Ce que GMX a réussi et ce qu'il a raté
GMX a prouvé l'importance d'une idée fondamentale : il est possible de proposer un trading perpétuel sur la blockchain qui s'autofinance grâce à des frais réels plutôt qu'à l'inflation des tokens, et les utilisateurs l'adopteront. Il s'agit d'une véritable contribution à la DeFi, et les 720 000 utilisateurs et les centaines de millions de dollars de frais en témoignent. Cependant, cette plateforme a aussi révélé le prix de sa propre élégance : le même pool partagé qui assurait la fluidité des transactions est devenu un point de défaillance unique dès l'apparition d'un bug comptable. Si vous ne devez retenir qu'une seule chose de l'histoire de GMX, c'est celle-ci : sur cette plateforme, soit vous êtes le trader, soit vous êtes la banque – et l'interface épurée masque le fait que les deux camps peuvent perdre.
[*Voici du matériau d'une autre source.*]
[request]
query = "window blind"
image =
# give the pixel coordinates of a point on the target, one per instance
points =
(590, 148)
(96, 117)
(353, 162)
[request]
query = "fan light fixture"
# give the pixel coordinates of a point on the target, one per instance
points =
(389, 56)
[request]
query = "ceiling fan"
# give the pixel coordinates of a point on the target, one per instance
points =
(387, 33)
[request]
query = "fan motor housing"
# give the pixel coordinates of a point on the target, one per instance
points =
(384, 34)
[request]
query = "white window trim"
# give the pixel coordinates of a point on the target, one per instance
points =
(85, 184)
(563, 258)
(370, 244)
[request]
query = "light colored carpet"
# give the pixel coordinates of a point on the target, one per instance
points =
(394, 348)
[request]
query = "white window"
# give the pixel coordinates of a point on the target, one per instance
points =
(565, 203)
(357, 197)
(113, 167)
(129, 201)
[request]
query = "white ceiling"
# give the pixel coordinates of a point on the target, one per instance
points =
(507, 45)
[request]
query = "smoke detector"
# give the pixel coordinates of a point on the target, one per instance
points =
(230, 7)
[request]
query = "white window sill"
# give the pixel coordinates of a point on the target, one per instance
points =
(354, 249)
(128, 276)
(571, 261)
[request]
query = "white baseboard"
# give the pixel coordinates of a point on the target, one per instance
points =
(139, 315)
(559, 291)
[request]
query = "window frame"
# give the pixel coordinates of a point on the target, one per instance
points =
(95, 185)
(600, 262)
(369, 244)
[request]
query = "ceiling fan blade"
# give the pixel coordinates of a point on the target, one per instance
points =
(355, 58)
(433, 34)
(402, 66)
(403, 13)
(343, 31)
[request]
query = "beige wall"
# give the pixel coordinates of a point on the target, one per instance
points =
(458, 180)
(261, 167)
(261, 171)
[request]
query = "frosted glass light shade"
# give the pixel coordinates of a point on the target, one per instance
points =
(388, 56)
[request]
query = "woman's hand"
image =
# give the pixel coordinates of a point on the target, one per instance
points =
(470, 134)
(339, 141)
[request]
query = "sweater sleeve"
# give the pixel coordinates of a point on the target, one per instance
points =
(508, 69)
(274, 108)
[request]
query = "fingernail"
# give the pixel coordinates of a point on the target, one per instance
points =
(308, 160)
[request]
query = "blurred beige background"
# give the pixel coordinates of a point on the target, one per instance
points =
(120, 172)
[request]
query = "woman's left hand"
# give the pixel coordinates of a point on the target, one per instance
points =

Le protocole continuera probablement de fonctionner et de percevoir des frais pendant encore des années. Quant à savoir s'il retrouvera un jour sa position dominante d'antan, c'est une autre question, qui reste ouverte. Pour l'instant, GMX est un élément fonctionnel, fiable et quelque peu modeste de l'infrastructure DeFi.